Jon Pål Hamre: Schubert coefficients of matroids (9:15-10:15, D34)

We introduce a set of matroid invariants called Schubert coefficients. To define and understand the Schubert coefficients we use tools from algebraic geometry such as Schubert calculus and toric geometry. The main goal of the talk is to prove the non-negativity of the Schubert coefficients of sparse paving matroids, and hopefully convince the audience that these are interesting matroid invariants.

Signe Lundqvist: A brief introduction to combinatorial rigidity theory (10:50-11:20, D34)

Rigidity theory is a branch of combinatorial geometry that concerns problems where one is given a geometric realisation of a combinatorial structure, and a notion of admissible motionsof the geometric realisation.
Graphs drawn in d-dimensional Euclidean space, where the admissible motions are those that preserve the distance between all vertices that are connected by an edge, is a classical example. Another example is polyhedral scenes in d-dimensional space, where the admissible motions are those that preserve the projection to (d-1)-dimensional space.
The goal is typically to characterise when geometric realisations of a combinatorial structure have admissible motions. As I will outline in my talk, such characterisations are often in terms of independent sets of a matroid.

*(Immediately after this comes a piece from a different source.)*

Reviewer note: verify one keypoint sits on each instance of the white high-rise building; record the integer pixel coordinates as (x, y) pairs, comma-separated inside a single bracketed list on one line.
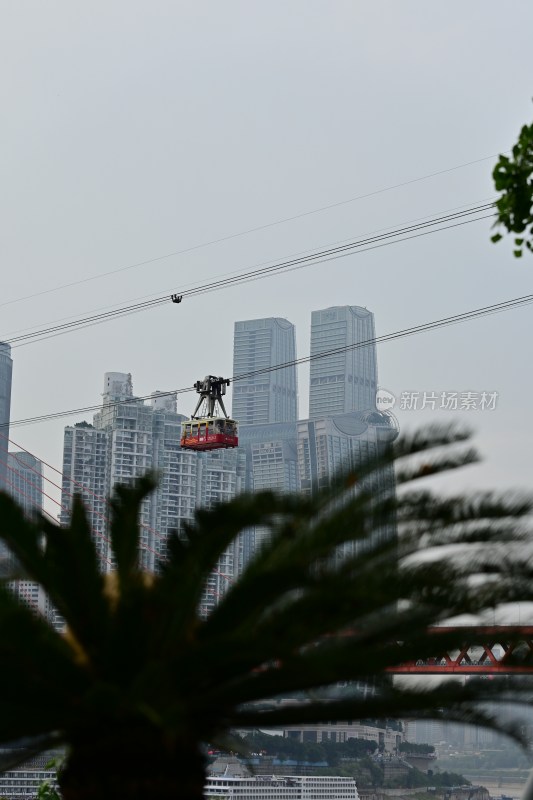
[(343, 375), (263, 397), (6, 370), (265, 404), (129, 438), (25, 485)]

Klara Stokes: Lifts of polytopes and other motions of incidence geometries (11:30-12:30, D34)

Given a drawing in the plane, how can we tell if it is a projection of a polyhedron? This classical problem has been investigated from many different viewpoints in the past. In this talk I will show how to model the problem as the space of motions of a certain graph of groups, and how the same model can be used to model a variety of problems in constraint geometry, including the Euler-Cauchy problem regarding the rigidity of polytopes with the facets realised in terms of rigid panels.

Louis Hainaut: Introduction to the moduli spaces of Riemann surfaces and their Deligne-Mumford compactification (14:00-14:30, D34)

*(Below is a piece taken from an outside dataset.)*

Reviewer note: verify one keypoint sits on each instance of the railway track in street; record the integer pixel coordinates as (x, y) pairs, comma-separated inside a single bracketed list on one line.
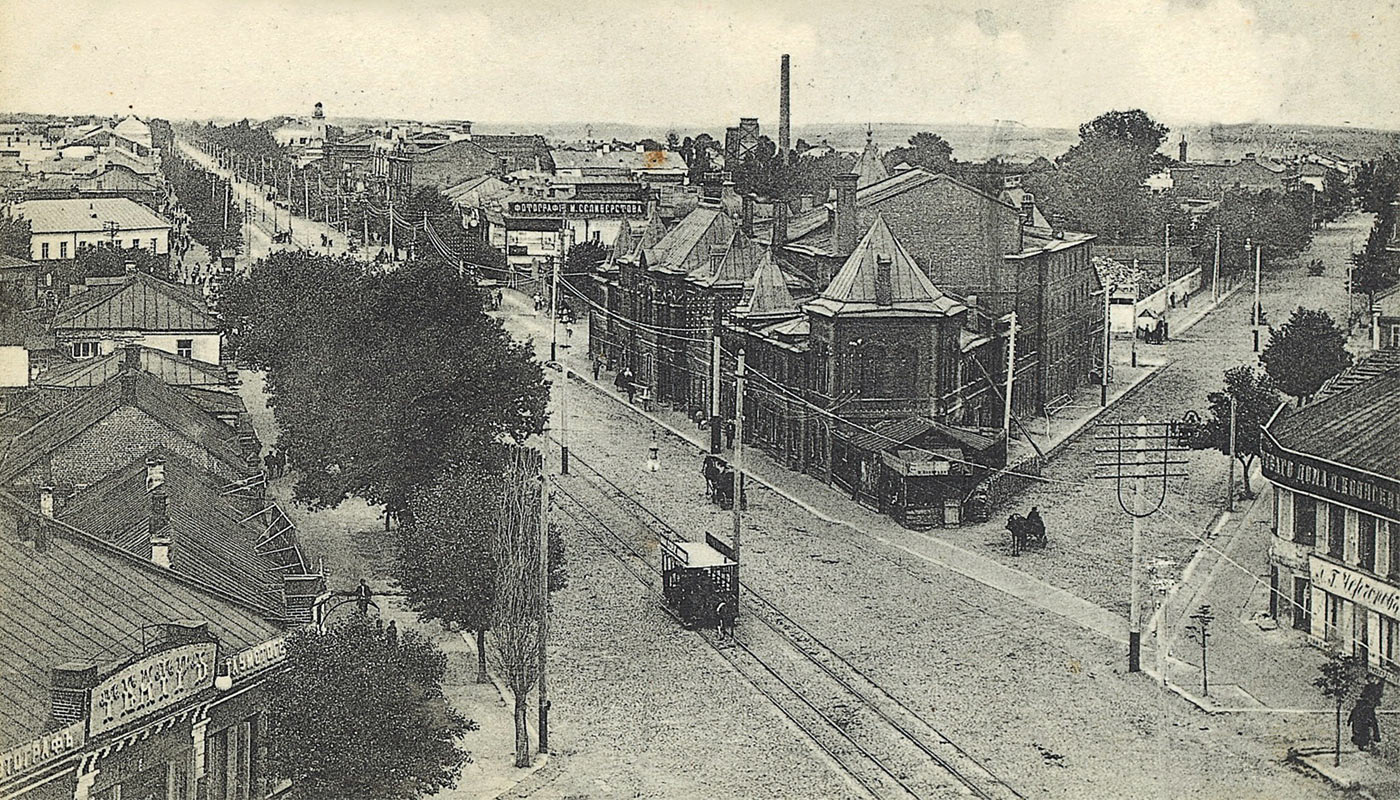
[(878, 741)]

This talk serves as an introduction to the talk of Lionel Lang. I will introduce the moduli spaces \(M_{g,n}\), which classify compact Riemann surfaces with a hyperbolic metric. I will then discuss their Deligne-Mumford compactification. In the remaining time I will introduce a tropical version of these moduli spaces, the tropical moduli spaces \(M_{g,n}^{trop}\).

Lionel Lang: Towards tropical compactifications of moduli spaces (14:40-15:40, D34)

In this talk, I want to promote the construction of tropical compactifications of moduli spaces, for instance the moduli space of projective hypersurfaces of a given degree, or the moduli space of abstract varieties (e.g. the moduli space of curves \(M_{g,n}\)). The many applications of tropical geometry to algebraic geometry justify the construction of such compactifications where algebraic objects and their tropical counterparts coexist. I intend to present a tropical compactification of \(M_{g,n}\) and, as much as time permits, describe one approach for varieties of arbitrary dimension. This is partially based on a joint work in progress with M. Melo, J. Rau and F. Viviani.